We're Not Listening: An Open Letter to Academic Game Researchers
Rule #2: Speak The Language
Academic writing is abnormal. I know that by the time you escape grad school the rolling cadences and ritualized forms of the journal article are graven on your very soul. But really, you might as well present your research in the form of an interpretive dance as hand a producer an article written for academic publication. Reading an academic article is an obscure and highly specialized job skill, one which most of your potential audience doesn’t have the time or desire to learn. It’s up to the researchers to make their work accessible to the audiences they want.
The goal here is to convey information clearly and easily to specific types of game industry readers. They’re already going out of their way to read it, so make it as easy as possible for them to assimilate your proposal.

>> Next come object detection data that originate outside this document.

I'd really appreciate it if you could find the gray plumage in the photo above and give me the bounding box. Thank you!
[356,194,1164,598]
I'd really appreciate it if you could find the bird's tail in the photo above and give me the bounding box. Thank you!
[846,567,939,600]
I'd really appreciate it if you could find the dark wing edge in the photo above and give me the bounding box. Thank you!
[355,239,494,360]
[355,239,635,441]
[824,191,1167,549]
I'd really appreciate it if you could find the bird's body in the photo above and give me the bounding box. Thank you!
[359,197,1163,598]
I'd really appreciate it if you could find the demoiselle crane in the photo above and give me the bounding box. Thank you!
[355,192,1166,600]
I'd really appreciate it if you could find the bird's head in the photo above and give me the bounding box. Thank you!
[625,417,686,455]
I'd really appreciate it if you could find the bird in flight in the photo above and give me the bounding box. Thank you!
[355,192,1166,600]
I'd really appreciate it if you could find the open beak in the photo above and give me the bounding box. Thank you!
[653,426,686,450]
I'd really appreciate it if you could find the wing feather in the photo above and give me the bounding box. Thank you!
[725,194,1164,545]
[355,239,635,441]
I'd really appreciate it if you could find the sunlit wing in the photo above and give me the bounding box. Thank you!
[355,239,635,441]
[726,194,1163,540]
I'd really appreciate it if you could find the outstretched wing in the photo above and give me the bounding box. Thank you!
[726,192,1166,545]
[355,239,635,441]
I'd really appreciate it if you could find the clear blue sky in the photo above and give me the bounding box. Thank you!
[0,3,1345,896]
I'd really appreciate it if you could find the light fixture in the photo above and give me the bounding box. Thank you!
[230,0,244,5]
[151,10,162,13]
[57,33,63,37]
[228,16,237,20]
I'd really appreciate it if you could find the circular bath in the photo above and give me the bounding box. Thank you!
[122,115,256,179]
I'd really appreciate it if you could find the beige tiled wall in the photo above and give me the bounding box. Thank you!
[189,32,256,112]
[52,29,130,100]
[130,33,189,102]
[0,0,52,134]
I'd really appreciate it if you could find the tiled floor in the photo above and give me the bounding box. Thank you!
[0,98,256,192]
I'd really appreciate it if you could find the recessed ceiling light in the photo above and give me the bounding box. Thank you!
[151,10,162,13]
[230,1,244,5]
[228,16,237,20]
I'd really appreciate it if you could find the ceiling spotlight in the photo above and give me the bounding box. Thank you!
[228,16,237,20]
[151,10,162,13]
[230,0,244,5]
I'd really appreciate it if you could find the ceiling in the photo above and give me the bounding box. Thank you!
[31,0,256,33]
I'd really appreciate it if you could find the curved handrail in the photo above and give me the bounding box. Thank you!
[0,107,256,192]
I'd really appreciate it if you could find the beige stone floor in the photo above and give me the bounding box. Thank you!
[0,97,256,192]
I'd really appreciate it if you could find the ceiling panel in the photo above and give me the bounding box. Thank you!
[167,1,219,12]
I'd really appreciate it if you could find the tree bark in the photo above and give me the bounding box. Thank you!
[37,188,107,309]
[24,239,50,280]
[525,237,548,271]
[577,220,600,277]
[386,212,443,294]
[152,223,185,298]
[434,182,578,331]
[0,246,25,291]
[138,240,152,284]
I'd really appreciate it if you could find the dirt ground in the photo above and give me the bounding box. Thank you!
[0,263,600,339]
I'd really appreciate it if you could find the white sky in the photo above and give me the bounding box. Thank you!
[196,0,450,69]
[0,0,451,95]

This is not to say that researchers need to dumb anything down! This audience is just as smart and critical as any journal review panel, and it’s the one who is potentially going to have to spend days or weeks implementing the ideas. Rejecting the proposal is the easy route, the one that doesn’t mean changing the schedule or undoing any finished work.
Think of it like grant writing. The way research is framed in a grant proposal differs from the way it is presented in a classroom because both the audience and the goal of the presentation are different. The core of the research remains the same no matter what the audience, but different aspects are important in different forums. The same talk that knocked the audience’s socks off at CHI is going to fall flat at GDC. Don’t write a research paper, write a business proposal.

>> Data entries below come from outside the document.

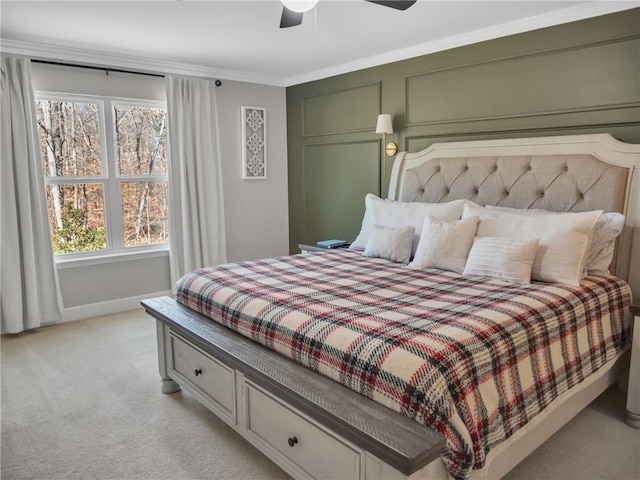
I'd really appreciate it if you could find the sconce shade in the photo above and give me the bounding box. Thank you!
[280,0,318,13]
[376,113,393,134]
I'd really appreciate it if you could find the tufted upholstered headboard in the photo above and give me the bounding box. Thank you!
[389,134,640,301]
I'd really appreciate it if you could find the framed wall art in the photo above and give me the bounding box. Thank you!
[242,107,267,180]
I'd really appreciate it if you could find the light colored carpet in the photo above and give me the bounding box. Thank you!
[0,310,640,480]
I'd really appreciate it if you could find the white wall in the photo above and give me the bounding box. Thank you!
[33,63,289,320]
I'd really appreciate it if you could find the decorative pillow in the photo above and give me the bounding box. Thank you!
[486,205,625,275]
[410,215,478,273]
[350,193,463,253]
[462,202,602,286]
[463,237,539,283]
[363,225,416,263]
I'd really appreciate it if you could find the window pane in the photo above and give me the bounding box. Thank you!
[114,105,167,175]
[47,183,107,254]
[36,100,102,177]
[121,182,169,247]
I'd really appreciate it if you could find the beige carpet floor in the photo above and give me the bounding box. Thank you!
[0,310,640,480]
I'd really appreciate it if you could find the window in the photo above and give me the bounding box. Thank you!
[36,93,169,256]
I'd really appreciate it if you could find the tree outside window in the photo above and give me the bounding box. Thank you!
[36,93,169,255]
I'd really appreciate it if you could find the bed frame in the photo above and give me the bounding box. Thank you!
[142,134,640,480]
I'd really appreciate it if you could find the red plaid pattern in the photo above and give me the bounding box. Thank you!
[176,250,631,479]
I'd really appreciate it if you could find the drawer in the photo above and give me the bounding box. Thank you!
[245,383,360,479]
[170,332,235,420]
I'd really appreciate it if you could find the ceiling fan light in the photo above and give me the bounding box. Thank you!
[280,0,318,13]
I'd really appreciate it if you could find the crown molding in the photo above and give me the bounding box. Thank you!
[283,0,640,87]
[0,38,284,87]
[0,0,639,87]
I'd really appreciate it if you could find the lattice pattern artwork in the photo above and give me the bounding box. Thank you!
[242,107,267,179]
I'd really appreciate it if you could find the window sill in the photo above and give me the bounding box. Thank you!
[54,245,169,270]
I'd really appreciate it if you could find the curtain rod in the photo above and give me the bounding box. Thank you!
[31,59,222,87]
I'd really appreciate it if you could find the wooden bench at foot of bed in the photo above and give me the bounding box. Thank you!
[142,297,447,479]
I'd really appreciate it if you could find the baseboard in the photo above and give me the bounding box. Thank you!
[62,290,171,322]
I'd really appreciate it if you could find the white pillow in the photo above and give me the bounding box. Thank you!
[410,215,478,273]
[350,193,463,253]
[463,237,539,283]
[587,212,625,275]
[363,225,415,263]
[462,202,602,286]
[486,205,625,275]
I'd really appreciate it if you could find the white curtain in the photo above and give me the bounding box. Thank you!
[165,76,227,285]
[0,56,61,333]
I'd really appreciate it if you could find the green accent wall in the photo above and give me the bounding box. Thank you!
[287,9,640,253]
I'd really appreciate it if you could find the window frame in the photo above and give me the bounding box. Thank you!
[35,90,170,264]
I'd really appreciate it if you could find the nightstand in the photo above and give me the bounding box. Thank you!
[625,303,640,428]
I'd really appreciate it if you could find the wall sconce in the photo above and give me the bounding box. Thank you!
[376,113,398,157]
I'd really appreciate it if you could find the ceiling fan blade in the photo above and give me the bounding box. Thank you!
[365,0,417,10]
[280,6,304,28]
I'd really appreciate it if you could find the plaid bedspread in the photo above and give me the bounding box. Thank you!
[176,250,631,479]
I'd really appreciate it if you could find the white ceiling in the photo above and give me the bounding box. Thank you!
[0,0,640,86]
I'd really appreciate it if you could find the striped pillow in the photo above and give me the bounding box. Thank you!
[463,237,540,283]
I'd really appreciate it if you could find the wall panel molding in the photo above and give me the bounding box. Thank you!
[301,81,382,137]
[287,8,640,252]
[405,36,640,126]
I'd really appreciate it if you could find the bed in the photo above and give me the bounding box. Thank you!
[143,134,640,479]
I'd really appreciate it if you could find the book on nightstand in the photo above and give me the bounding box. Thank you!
[316,239,351,248]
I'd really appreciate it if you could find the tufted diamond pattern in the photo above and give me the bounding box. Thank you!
[399,155,627,212]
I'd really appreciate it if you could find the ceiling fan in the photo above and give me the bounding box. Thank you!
[280,0,417,28]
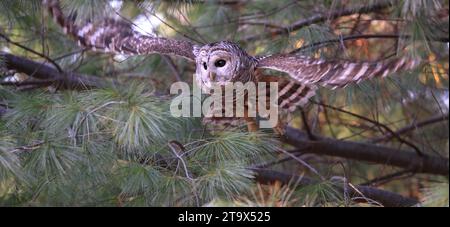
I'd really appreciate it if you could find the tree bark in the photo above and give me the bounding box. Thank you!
[252,169,419,207]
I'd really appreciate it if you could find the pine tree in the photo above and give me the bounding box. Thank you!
[0,0,449,206]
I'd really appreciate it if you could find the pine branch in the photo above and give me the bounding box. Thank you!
[371,114,449,143]
[290,34,449,54]
[0,52,107,88]
[284,127,449,176]
[243,1,392,42]
[252,169,419,207]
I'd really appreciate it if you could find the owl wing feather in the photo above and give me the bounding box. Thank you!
[257,54,420,88]
[43,0,197,61]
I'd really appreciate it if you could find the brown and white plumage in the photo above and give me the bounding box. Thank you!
[43,0,196,61]
[43,0,419,130]
[257,55,420,88]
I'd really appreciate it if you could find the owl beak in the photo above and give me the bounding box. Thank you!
[209,72,216,82]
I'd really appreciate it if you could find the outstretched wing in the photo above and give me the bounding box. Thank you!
[43,0,196,61]
[257,73,317,112]
[257,54,420,88]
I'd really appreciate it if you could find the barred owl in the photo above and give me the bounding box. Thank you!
[43,0,419,131]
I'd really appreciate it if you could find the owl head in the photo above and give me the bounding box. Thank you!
[195,41,257,88]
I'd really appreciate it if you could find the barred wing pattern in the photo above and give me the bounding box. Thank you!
[257,55,420,88]
[203,74,317,127]
[43,0,196,61]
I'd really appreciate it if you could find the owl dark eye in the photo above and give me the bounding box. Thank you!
[214,60,227,68]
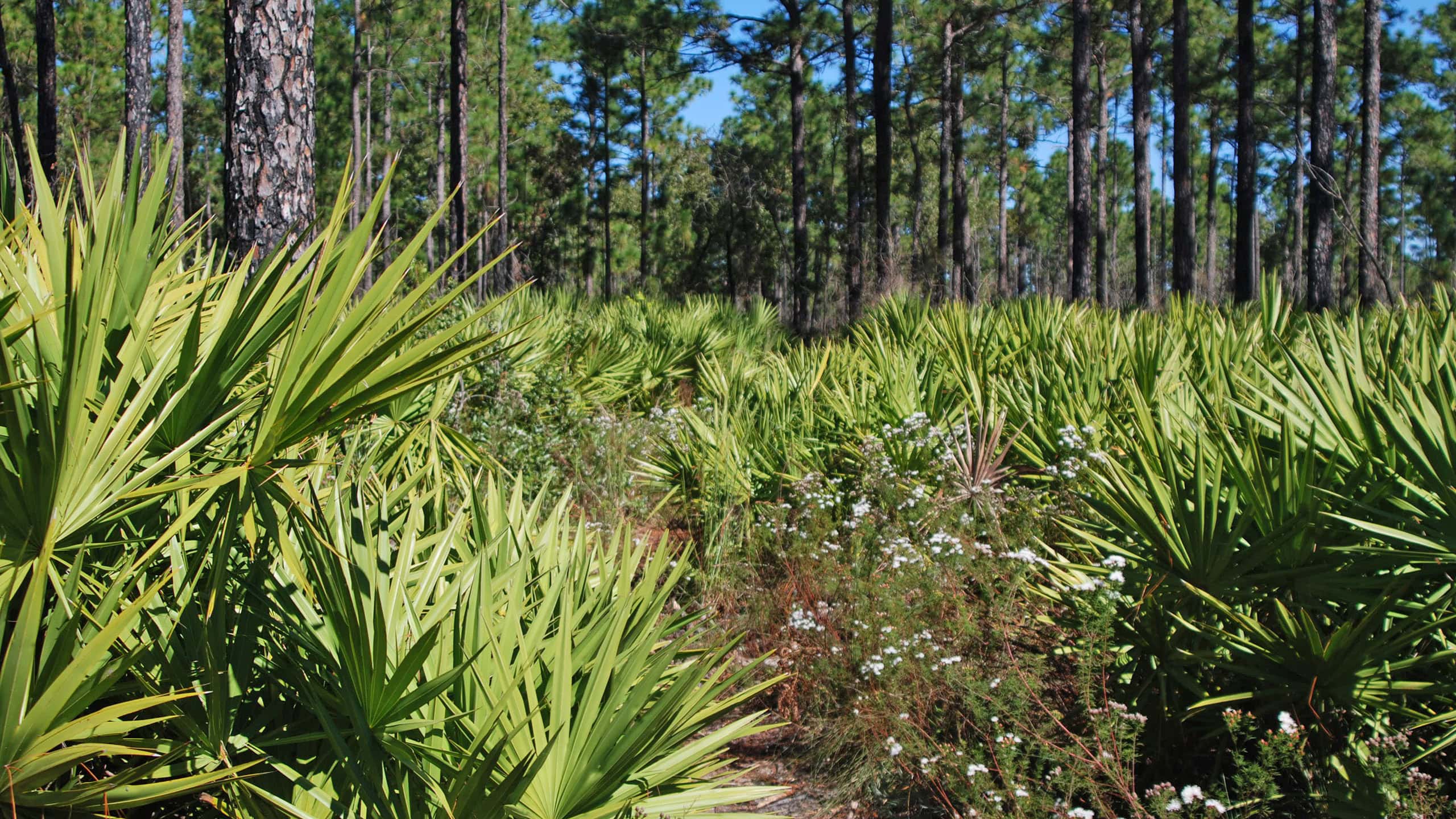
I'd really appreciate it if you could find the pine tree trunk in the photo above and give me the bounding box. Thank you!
[1128,0,1153,308]
[167,0,187,228]
[1305,0,1335,311]
[349,0,364,228]
[223,0,315,258]
[495,0,518,286]
[1289,2,1305,287]
[1203,105,1219,293]
[450,0,470,278]
[996,49,1011,295]
[1360,0,1383,305]
[1070,0,1092,300]
[643,44,652,288]
[1172,0,1198,296]
[867,0,894,290]
[1233,0,1259,301]
[788,0,815,332]
[1097,44,1111,308]
[935,19,961,293]
[35,0,57,185]
[0,10,31,201]
[951,57,977,299]
[844,3,865,322]
[125,0,151,184]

A couple specific guidelines:
- Start fresh. You’re talking to a new audience, so you should be creating a new presentation. Don’t just take out the same PowerPoint presentation from the last academic conference and adapt it. Start a new slide deck and add every slide with a view towards the new audience and what it needs to know.

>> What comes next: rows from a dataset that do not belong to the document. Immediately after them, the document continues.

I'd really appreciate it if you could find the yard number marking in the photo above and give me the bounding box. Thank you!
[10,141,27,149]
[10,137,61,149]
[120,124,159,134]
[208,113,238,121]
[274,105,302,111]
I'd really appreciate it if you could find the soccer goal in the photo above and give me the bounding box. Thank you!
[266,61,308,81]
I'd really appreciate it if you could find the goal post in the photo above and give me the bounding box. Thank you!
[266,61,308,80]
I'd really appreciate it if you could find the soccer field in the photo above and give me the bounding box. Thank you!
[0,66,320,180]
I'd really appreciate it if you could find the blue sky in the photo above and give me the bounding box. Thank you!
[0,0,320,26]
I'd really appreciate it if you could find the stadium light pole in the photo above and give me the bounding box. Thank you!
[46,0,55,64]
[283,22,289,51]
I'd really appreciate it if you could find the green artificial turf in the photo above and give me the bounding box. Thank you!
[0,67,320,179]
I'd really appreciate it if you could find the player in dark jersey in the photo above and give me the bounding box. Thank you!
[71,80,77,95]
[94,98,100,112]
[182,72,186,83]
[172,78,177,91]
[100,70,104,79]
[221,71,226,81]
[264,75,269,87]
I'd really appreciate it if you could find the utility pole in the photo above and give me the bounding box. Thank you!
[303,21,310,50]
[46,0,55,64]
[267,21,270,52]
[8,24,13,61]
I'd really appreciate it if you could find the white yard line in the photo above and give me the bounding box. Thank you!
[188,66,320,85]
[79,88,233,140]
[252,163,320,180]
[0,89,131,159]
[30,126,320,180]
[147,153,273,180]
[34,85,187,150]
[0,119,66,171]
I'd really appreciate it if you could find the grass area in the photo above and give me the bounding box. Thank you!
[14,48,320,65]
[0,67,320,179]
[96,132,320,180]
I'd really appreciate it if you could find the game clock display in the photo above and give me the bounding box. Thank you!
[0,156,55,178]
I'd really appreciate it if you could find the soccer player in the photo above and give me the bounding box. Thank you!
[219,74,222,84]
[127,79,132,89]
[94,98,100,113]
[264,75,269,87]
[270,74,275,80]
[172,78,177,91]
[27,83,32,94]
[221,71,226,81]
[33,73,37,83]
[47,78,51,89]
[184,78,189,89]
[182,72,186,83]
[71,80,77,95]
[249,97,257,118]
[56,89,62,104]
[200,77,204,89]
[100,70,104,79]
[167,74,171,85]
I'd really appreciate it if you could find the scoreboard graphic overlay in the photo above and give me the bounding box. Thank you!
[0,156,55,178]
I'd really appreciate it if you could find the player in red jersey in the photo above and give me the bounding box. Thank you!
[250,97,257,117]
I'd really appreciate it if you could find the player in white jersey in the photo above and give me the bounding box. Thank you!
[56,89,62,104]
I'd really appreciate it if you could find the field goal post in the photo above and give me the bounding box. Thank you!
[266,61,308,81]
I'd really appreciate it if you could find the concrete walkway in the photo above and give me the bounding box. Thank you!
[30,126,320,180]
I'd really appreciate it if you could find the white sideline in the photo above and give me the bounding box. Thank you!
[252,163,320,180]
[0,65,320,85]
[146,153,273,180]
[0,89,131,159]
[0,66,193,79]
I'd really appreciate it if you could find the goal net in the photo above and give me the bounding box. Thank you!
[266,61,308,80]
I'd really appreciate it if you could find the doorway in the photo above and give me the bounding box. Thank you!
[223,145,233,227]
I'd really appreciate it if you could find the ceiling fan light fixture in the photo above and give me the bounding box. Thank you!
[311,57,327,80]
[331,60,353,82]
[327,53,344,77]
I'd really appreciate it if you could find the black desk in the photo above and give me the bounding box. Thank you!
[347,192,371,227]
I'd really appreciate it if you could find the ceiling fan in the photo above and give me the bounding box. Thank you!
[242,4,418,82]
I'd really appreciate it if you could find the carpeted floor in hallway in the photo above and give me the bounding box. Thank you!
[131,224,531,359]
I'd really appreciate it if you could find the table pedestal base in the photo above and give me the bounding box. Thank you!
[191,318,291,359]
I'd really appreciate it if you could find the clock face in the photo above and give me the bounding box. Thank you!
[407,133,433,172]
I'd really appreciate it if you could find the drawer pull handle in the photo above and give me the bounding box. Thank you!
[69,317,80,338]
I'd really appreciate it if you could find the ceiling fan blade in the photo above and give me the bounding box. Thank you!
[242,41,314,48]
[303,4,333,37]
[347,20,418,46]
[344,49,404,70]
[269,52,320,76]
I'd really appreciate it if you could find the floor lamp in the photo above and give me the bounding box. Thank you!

- Lean and Mean. Think one page. Academia rewards writers for covering all the bases, making sure every tiny step is supported and documented, and for detailing how the current work fits into the existing literature. This is good and appropriate for academia, but industry readers don’t care about most of that. Start from the bare bones of the argument and put on the minimum flesh necessary to convince your audience to invest in your ideas.
- Use examples from bestsellers. A good example from a popular game is more effective than a great example from something they’ve never heard of. Industry people often suffer from an “if-they’re-so-smart-, why-ain’t-they-rich” attitude towards smaller titles. Even if the small title is a perfect example of how the theory works, they’re going to be less likely to listen if they haven’t heard of the game ahead of time. Commercial success is one way of making sure that the audience will respect your examples, but you can also use titles that are well known or critically acclaimed but which weren’t necessarily huge blockbusters. It’s also important to keep your examples as current as possible, because many industry folks will see a three-year-old example as ancient history.
- Look forward, not backwards. Lose the lit review. Don’t quote references. Don’t worry about background material. This is about specific, concrete recommendations and the impact on their game. Shape the presentation from the recommendations outwards, providing only the background absolutely necessary to justify the recommendations.